Did he know we were going to turn around and wasn’t ready? I don’t know if he is that smart, really. In any case, I stood in the meadow on High Meadow Trail for 10 or 15 minutes whistling and calling for him. And asking Koda to go find him. She didn’t. A sheep dog that couldn’t find our lost sheep. Sure would be nice if those sheep dog tendencies would kick in when they need to instead of when I don’t want them to.
So, what to do? Dot walked up the trail a ways looking for him. I stayed in the meadow whistling because there are actually two trails that exit it, plus a whole perimeter of woods he could be in. I really had no idea which direction he went. One minute before we entered the meadow he had come back to me and I had given him a cookie for doing that. It’s my training reinforcement for him to come back to me.
So, I told Dot I guess we needed to go. We headed back to the car. When we reached Echo Lake I shouted and whistled for him for a bit, because it echos there. (Really. The lake is well-named.) And then we ran into Claire and Snufkins the Basset Hound and told her we had lost Columbus. She walked off in the direction we had just come and I heard her calling for him as I, too, was calling for him. The name “COLUMBUS” was reverberating through the woods.
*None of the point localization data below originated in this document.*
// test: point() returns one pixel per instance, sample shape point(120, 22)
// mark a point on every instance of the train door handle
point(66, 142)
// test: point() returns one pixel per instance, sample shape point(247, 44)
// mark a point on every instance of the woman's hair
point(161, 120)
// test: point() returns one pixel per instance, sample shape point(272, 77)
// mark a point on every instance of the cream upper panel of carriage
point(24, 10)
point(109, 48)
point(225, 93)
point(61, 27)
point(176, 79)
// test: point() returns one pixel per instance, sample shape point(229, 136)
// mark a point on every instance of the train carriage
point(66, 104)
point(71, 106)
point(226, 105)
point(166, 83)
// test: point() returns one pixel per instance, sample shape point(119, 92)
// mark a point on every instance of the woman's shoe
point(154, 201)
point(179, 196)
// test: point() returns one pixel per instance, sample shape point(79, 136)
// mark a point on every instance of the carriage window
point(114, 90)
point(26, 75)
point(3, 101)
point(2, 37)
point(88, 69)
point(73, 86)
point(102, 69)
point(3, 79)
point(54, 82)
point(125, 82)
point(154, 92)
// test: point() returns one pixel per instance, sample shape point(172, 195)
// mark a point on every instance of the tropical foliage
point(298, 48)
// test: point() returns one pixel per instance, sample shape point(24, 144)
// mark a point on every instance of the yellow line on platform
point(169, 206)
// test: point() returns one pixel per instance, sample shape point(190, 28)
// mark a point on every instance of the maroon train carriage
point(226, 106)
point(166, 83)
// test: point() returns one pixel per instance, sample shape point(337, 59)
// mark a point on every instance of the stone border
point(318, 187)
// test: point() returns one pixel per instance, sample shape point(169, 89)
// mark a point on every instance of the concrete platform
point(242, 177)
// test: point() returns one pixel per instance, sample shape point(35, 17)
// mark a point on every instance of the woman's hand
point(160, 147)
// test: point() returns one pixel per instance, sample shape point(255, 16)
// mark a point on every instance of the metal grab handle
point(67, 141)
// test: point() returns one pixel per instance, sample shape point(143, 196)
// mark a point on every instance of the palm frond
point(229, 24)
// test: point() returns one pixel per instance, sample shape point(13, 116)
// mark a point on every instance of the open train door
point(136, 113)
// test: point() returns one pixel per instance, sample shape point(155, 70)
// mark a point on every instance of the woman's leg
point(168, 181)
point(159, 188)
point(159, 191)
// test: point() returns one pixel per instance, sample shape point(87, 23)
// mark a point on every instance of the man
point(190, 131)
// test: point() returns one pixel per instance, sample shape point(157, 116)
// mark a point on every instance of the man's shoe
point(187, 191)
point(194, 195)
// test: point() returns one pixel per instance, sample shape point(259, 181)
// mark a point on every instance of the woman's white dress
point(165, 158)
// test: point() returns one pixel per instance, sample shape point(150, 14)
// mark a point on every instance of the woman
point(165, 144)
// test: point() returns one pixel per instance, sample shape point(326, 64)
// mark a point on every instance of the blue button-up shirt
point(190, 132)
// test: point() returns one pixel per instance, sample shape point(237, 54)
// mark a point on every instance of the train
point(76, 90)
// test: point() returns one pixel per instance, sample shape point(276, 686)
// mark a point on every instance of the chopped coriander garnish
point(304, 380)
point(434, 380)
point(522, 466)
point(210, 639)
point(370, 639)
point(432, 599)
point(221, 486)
We got back to the car. He wasn’t there. We saw a friend jogging down the trail. Before I even asked he said, “no, I didn’t see a Golden.” We saw a lady just getting out of her car to go hiking and I told her I had lost my dog. She said she knew hunters who, when their dogs get lost, leave a blanket on the ground and come back later to find the lost dog on the blanket, waiting for them. I took the blanket I use to protect my car seats from the dogs’ dirt, dampness, and drool and put it on the ground, with a note that told people not to move it, it was for my lost dog, his name is Columbus, and I left my name and number.
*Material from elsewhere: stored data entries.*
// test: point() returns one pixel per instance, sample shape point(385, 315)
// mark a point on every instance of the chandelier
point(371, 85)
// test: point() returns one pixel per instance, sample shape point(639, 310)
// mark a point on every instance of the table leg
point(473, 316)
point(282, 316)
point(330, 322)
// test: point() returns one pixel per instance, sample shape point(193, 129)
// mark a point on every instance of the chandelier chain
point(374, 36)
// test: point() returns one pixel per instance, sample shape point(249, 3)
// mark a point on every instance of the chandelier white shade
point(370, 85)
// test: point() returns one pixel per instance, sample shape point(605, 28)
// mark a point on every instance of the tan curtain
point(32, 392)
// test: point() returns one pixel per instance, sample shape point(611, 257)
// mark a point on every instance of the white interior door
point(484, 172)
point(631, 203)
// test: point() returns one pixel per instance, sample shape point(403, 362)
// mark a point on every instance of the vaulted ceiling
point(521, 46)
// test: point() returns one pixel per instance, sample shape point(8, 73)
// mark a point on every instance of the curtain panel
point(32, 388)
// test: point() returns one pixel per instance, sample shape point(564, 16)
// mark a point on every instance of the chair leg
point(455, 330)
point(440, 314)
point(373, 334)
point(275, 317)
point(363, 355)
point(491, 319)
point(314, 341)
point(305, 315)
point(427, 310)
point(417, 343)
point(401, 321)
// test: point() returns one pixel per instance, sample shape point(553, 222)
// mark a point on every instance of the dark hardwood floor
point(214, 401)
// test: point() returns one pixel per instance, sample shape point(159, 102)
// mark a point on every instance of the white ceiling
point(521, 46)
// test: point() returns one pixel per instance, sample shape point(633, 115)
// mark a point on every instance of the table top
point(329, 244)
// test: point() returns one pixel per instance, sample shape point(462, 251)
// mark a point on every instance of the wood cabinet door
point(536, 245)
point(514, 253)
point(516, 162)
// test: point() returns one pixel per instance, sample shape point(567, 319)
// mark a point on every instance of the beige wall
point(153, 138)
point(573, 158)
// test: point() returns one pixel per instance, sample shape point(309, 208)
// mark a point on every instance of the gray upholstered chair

Then we left. We headed to the mountain’s administration building to report him lost, stopping at one spot near Echo Lake to call for him again. On the way back, I checked in at the blanket again. No Columbus. Then I went to the police station to tell them I had lost my dog. Then I dropped Dot off at home, intending to go home, check to see if anyone had called, grab my cell phone and a banana (for a quick breakfast), send off an email to work telling them I had to go back and try and find my dog. As I walked in the door my mother waved at me to come quickly. A lady on the mountain had found him. She was still on the mountain.
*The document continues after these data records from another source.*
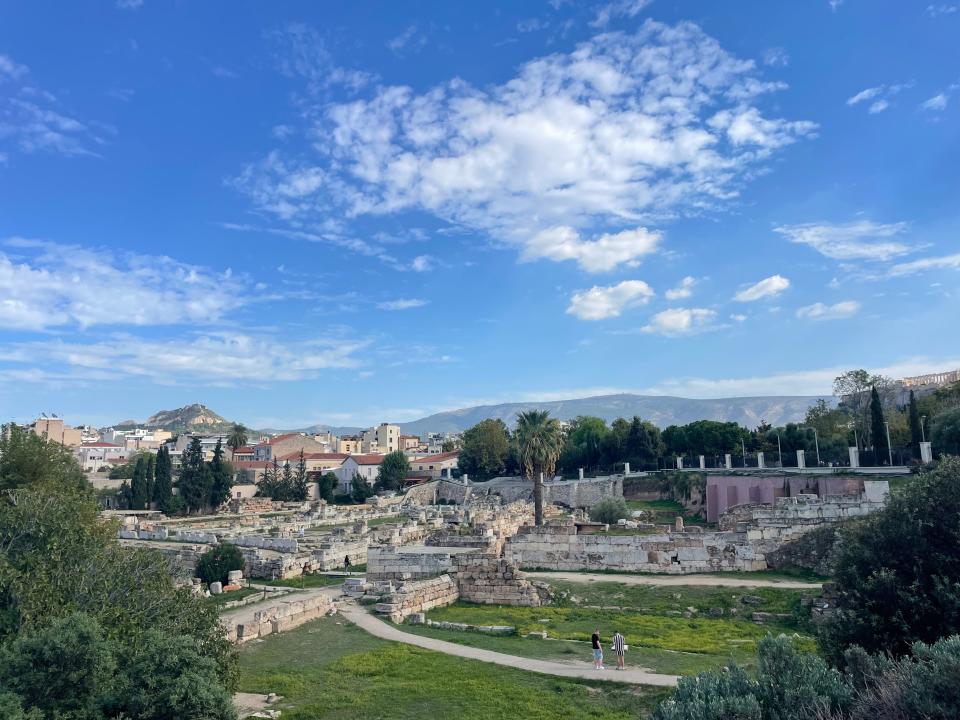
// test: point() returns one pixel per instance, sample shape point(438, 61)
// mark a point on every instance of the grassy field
point(330, 670)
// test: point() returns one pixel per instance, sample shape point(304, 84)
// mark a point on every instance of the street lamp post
point(889, 447)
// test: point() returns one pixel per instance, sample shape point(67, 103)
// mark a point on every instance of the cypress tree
point(916, 432)
point(222, 475)
point(163, 481)
point(878, 430)
point(138, 485)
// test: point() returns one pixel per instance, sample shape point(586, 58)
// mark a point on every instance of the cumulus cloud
point(620, 8)
point(402, 304)
point(599, 303)
point(64, 285)
point(837, 311)
point(624, 130)
point(680, 321)
point(859, 240)
point(768, 287)
point(598, 255)
point(683, 290)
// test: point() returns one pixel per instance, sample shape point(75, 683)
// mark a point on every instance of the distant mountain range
point(662, 410)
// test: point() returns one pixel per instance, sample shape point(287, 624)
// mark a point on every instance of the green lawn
point(722, 637)
point(670, 662)
point(330, 670)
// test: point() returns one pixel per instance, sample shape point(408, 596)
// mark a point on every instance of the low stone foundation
point(492, 580)
point(283, 616)
point(418, 596)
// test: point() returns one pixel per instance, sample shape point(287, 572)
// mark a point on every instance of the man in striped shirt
point(619, 648)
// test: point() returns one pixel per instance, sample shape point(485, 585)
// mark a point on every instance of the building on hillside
point(93, 456)
point(411, 443)
point(316, 463)
point(350, 444)
point(286, 444)
point(55, 430)
point(382, 439)
point(366, 466)
point(435, 466)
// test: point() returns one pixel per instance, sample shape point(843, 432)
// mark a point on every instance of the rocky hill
point(661, 410)
point(192, 417)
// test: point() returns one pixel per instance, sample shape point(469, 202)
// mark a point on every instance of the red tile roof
point(368, 459)
point(314, 456)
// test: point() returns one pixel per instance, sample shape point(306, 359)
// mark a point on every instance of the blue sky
point(355, 212)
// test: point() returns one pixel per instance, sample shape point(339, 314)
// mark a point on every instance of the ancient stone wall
point(285, 615)
point(559, 547)
point(390, 563)
point(415, 596)
point(486, 578)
I called her and she told me where she was and where her car was. I told her I’d meet her on the trail. I left a note on her car in case we missed each other telling her that the blue car next to her was my car and to just put Columbus in it. I got all the way back up to the meadow and past it a bit before I met her. Columbus had been with her and her two dogs on the back side of the mountain. He had been with them, then left them (she was relieved when he went off), then found her again and stuck with her. That’s when she realized he was really lost and called the Home Again number on his tags (he is microchipped).
She really was very gracious because Columbus spoiled her peaceful walk with her well-behaved (and small) dogs. While he was with them, she got yelled at by somebody telling her to leash her dog. She told me it was unfortunate that I didn’t have my cell phone with me earlier. A very gentle reprimand. She wasn’t going to leave him, a lost dog, on the mountain, and talked about how she figured she was going to have to get him into her car and home to her fenced-in yard for a bit.
Thank goodness for good people. I am very fortunate to have my puppy back home with me. He really did live up to his name this morning.
Maybe I should rename him “Shadow.”
In any case, he won’t be off-leash on the mountain any time soon.